The kurtosis (also known as a measure of aiming) is a statistical measure, which determines the degree of concentration presented by the values of a variable around the central area of the frequency distribution.
When we measure a random variable, in general, the results that have a higher frequency are those that are around the average of the distribution. Imagine the height of the students in a class. If the average height of the class is 1.72, the most normal is that the heights of the rest of the students are around this value (with a certain degree of variability, but without being too large). If this happens, it is considered that the distribution of the random variable is distributed normally. But given the infinity of variables that can be measured, this does not always happen.

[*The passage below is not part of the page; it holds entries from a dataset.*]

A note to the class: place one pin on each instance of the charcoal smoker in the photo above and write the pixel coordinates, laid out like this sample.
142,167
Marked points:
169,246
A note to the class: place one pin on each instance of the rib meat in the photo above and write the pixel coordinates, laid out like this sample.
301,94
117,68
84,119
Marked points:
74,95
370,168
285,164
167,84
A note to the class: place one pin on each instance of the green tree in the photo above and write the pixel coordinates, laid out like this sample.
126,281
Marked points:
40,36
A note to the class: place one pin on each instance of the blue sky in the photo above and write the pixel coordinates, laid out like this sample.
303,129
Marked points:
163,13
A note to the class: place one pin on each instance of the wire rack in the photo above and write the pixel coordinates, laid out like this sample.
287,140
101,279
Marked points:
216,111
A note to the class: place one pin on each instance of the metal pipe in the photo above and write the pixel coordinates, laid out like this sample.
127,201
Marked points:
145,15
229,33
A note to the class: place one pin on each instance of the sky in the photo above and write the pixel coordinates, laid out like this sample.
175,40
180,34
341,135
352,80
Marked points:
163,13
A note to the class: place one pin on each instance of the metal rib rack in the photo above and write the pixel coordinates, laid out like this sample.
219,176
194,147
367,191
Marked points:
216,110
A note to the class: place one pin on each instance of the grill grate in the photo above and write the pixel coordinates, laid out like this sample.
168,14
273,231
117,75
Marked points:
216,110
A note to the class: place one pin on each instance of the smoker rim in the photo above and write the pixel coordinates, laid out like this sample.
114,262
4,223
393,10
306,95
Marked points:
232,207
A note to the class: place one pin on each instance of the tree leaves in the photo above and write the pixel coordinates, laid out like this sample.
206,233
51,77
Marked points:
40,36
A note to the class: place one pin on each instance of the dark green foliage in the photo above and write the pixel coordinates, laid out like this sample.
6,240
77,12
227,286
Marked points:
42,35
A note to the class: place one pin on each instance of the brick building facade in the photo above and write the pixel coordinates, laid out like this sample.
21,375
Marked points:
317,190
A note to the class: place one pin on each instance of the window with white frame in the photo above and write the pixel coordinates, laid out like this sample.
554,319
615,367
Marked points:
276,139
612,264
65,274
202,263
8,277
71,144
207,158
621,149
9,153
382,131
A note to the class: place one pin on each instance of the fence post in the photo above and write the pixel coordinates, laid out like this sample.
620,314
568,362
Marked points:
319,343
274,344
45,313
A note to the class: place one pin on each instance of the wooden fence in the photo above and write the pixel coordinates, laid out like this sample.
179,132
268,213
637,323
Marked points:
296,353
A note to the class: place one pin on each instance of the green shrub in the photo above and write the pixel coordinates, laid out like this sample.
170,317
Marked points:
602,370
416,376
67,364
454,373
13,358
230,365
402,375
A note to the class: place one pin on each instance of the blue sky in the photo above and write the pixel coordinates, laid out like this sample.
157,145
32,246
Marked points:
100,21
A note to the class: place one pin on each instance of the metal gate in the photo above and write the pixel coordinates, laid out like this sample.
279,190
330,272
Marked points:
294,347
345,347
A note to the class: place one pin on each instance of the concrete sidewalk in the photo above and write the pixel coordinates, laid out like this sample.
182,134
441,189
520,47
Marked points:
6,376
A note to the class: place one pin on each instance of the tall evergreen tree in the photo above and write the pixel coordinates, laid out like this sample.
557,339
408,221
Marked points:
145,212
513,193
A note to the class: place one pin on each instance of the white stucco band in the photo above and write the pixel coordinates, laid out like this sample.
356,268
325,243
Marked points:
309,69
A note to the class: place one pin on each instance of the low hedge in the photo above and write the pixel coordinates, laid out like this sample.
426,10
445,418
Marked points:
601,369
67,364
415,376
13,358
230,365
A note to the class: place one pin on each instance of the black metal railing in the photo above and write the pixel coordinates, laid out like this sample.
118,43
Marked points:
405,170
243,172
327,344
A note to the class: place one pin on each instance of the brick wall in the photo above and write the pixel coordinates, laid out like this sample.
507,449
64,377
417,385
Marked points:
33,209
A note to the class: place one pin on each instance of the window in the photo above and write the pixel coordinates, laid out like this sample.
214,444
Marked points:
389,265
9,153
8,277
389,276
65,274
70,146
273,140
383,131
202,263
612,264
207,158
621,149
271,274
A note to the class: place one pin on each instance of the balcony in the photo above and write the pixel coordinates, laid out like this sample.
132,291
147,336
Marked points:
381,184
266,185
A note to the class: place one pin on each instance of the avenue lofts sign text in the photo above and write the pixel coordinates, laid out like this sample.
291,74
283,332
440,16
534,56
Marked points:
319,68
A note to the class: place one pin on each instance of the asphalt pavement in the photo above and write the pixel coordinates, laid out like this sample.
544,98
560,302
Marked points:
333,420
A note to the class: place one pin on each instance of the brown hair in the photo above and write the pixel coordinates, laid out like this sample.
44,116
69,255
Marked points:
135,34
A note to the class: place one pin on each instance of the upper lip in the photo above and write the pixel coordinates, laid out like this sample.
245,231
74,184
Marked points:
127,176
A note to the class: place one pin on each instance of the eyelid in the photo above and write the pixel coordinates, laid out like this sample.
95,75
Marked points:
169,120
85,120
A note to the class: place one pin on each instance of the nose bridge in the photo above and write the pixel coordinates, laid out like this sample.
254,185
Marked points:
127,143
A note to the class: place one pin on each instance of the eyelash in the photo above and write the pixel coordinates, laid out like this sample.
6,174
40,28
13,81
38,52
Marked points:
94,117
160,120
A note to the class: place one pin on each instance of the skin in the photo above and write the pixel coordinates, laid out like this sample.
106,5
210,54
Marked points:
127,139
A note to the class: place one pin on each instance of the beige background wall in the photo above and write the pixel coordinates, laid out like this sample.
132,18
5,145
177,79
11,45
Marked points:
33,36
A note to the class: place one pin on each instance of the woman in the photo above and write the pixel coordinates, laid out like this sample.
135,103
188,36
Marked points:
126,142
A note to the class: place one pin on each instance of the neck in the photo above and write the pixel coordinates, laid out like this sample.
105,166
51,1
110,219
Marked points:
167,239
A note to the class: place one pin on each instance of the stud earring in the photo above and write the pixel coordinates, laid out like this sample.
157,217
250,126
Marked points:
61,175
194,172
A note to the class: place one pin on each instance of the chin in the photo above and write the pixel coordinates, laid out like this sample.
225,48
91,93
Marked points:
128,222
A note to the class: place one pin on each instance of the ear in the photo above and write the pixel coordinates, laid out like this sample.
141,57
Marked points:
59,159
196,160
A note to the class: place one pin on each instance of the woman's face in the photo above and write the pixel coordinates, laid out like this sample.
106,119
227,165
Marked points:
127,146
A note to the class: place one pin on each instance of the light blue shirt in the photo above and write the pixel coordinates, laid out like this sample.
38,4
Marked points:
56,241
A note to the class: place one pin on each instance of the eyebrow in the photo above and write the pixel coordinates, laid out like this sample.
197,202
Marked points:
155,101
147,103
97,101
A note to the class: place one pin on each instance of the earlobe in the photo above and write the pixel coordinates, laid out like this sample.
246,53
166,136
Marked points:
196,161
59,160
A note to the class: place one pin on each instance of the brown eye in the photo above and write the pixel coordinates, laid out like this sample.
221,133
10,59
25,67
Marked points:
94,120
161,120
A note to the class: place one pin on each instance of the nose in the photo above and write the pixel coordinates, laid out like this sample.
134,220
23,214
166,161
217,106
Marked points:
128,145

There are some variables that have a higher degree of concentration (less dispersion) of the values around their average and others, on the contrary, have a lower degree of concentration (greater dispersion) of their values around their central value. Therefore, the kurtosis informs us of what is targeted (higher concentration) or the flat (lower concentration) that is a distribution.
Types of kurtosis
Depending on the degree of kurtosis, we have three types of distributions:
- Leptocurtic:There is a large concentration of values around their average (g 2> 3)
- Mesocúrtica:There is a normal concentration of the values around its mean (g 2= 3).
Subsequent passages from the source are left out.